ここまで来ても気づかない刑事に呆れながら、僕は答えを教える。


「1枚目の入館証で入って、出口の端末に差して、出なければいいんですよ」


「なんだと?! たしかにそうだな!」


「そして、同じ手法が彼女が暴行されたときにも使われたんですよ。警察がまんまとしてやられたという」


「……!」


僕の意趣返しに、刑事の顔が歪む。

しかし、さすがの彼も今回の事件で事実だと知ったのか、それ以上は何も言ってこなかった。


「彼女は、機をうかがうために、同じことを何回もして図書館に隠れるようにしていました。ですので、これまでも1分で出入りした記録が過去にあるはずです。ただ、彼女がそれを実行したのは、自分とそれ以外の女性が残った場合だけです。そうやって、車田が本性を表すのを待っていたのでしょう」


「それは少しだけ違うわね」


あきらめた表情の綾瀬さんが横やりを入れてくる。


「まあ、完全に違うわけではないけど、あの男、普段は意外と隙を見せないのよ。だから、彼が暴行に及ぶタイミング、隙を見せるタイミングを狙っていたのよ」


「なるほど。まあ、結果として僕が襲われることになってしまったわけです。車田は僕の意識を奪うと、入口が見える、しかし、入口からは僕の姿が見えない位置に移動させました。そうすることで、誰かが入ってきても誤魔化すことができるというわけです」


「そして、いざ僕を襲おうとした時に、車田の前に隠れていた綾瀬さんが現れました。いないはずの人間が現れたことに驚いている車田は綾瀬さんに顔面を掴まれて、後頭部を本棚に叩きつけられました。一度怯ませてしまえば後は簡単です。何度も何度も息絶えるまで叩きつけていればいいのですから」


僕の言葉に綾瀬さんは静かに頷いた。


「あとは、僕が目が覚めるのを待って、叫び声を上げて出ていくだけです。もちろん、彼女は僕の目が覚めるまで20分もかからないことは把握していました。一度目は自分が被害者だったのですからね。あとは刑事さんの知っている通りです」


刑事は一瞬だけ悔しそうな顔をする。

しかし、すぐに彼女に向き直って、僕の話が間違っていないか確認し、そのまま彼女をパトカーに乗せて送ってしまった。

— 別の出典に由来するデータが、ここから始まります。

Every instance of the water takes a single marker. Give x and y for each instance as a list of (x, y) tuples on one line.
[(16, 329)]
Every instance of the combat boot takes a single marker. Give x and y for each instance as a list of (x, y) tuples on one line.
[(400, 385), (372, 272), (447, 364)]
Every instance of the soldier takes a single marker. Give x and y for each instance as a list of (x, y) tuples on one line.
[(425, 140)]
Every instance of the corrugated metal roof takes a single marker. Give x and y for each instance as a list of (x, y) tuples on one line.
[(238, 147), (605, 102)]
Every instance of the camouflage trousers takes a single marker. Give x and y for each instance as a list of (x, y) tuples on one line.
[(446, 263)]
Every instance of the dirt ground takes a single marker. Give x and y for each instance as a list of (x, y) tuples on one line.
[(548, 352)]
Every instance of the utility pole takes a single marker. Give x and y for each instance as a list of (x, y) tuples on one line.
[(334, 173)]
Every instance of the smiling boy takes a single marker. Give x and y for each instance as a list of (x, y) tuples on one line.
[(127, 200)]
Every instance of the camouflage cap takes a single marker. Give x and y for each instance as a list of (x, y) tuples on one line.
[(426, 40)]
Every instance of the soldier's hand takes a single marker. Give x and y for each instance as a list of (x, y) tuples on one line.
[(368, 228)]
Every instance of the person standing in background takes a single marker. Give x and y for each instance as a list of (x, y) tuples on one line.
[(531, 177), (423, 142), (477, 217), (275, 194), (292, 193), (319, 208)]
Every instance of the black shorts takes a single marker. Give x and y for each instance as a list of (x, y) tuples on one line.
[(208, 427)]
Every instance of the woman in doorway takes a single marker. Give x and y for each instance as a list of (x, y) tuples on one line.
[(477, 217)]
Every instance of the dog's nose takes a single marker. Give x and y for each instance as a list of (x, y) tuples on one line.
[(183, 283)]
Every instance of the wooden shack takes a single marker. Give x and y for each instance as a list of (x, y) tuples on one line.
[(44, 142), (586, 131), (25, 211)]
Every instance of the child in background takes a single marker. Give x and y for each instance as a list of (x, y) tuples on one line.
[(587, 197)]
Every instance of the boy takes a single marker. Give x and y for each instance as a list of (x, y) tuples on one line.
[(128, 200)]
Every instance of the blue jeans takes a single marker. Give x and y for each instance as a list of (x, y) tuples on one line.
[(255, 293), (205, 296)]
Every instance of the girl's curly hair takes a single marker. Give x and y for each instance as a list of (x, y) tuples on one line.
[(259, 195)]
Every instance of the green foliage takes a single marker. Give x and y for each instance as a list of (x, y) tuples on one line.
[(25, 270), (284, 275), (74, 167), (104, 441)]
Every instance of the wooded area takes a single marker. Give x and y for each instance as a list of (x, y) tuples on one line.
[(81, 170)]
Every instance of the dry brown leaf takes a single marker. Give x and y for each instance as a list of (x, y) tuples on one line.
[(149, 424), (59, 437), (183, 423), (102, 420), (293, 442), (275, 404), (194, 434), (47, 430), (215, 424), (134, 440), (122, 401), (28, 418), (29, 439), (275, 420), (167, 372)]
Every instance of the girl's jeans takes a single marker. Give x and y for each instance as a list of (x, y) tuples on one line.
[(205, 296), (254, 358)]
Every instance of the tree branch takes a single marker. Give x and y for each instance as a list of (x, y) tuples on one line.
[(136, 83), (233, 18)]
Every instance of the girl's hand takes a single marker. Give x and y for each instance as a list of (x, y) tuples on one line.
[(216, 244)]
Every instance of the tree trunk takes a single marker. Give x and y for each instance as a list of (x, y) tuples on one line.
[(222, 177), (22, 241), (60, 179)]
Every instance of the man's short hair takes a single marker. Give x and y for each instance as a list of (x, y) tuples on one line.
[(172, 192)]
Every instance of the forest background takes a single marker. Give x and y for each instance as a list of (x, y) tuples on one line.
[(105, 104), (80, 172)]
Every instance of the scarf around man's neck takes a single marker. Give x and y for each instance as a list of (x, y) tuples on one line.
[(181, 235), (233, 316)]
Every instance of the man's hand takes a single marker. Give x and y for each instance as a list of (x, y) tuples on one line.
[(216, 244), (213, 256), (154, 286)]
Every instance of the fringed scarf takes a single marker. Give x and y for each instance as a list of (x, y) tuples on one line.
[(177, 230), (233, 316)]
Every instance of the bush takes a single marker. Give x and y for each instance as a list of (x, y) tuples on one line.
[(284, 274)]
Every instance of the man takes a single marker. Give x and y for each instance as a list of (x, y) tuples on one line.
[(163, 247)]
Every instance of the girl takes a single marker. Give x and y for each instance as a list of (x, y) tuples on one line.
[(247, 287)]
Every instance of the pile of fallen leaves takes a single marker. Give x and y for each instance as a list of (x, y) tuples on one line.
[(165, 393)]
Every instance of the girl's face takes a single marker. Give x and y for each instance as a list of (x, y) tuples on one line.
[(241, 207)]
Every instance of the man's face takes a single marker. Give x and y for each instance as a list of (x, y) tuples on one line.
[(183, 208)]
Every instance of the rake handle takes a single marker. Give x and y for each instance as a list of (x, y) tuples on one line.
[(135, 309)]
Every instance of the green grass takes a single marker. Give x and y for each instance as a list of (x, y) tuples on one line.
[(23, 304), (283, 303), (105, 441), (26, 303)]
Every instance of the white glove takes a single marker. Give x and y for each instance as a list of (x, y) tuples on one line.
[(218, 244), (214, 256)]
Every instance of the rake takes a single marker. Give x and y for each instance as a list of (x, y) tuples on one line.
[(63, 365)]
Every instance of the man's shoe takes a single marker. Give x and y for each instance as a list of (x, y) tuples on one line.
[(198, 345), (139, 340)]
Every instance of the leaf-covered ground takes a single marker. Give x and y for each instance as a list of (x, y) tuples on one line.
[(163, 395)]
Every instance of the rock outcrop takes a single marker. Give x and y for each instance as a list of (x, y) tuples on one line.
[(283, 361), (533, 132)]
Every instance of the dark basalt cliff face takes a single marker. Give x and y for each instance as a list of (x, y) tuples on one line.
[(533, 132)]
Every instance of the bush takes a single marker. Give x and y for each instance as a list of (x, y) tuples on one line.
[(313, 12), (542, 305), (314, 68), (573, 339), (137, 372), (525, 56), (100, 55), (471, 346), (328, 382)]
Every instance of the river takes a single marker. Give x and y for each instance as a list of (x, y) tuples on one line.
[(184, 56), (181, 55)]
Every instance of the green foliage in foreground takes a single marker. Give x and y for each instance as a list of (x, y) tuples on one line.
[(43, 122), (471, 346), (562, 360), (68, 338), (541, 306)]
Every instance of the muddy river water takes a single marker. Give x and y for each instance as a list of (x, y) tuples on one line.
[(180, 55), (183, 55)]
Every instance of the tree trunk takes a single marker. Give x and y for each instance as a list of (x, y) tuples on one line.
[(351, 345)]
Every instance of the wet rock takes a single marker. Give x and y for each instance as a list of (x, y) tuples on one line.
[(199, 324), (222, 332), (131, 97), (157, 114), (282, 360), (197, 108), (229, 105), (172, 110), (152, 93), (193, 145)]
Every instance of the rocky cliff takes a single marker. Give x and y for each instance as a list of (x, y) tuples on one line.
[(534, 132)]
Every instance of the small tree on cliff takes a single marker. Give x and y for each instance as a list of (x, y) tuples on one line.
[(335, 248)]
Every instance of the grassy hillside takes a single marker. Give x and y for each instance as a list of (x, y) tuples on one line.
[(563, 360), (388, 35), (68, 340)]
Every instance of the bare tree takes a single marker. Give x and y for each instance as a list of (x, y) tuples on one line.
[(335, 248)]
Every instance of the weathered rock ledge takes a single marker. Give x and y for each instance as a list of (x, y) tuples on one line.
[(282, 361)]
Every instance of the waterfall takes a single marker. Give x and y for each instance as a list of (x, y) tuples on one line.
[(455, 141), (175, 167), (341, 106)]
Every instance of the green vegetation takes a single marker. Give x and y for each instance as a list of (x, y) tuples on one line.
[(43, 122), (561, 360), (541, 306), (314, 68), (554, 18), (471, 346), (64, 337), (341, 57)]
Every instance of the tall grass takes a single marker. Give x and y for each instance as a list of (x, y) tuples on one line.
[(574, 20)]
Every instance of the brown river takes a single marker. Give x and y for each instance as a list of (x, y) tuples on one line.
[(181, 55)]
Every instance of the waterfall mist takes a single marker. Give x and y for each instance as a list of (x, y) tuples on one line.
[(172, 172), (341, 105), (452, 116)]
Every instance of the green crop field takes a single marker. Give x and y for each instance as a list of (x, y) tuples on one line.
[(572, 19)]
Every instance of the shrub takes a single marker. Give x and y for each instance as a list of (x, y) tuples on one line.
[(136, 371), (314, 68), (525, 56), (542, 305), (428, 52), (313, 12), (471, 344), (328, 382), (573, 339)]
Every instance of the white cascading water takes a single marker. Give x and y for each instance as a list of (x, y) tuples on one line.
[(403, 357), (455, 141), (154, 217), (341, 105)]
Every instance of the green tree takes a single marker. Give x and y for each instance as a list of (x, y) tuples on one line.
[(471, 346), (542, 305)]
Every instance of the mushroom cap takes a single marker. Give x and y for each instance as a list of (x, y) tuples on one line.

そして、過去の事件のもう一人の容疑者である吉野の身柄を拘束するように無線で怒鳴りつける。


「それじゃあ、僕は無罪放免ですよね?」


僕は、なんと小さい男だろうか、とあきれながらも、彼に笑顔で言うと、踵を返して図書館を出た。


時間にして1時間も経っていないはずなのに、何時間も居たかのように疲れがどっと出てきたが、無事に解放されたことで、心の方はすっきりしていた。


「さて、と。それじゃあ、帰ってゆっくりとお風呂にでも入ろうかな」


僕は家への道を歩き出す。


「広瀬玲衣ちゃん、いや玲奈ちゃんの方がいいかな?」


その直後、僕は背後から呼び止められた。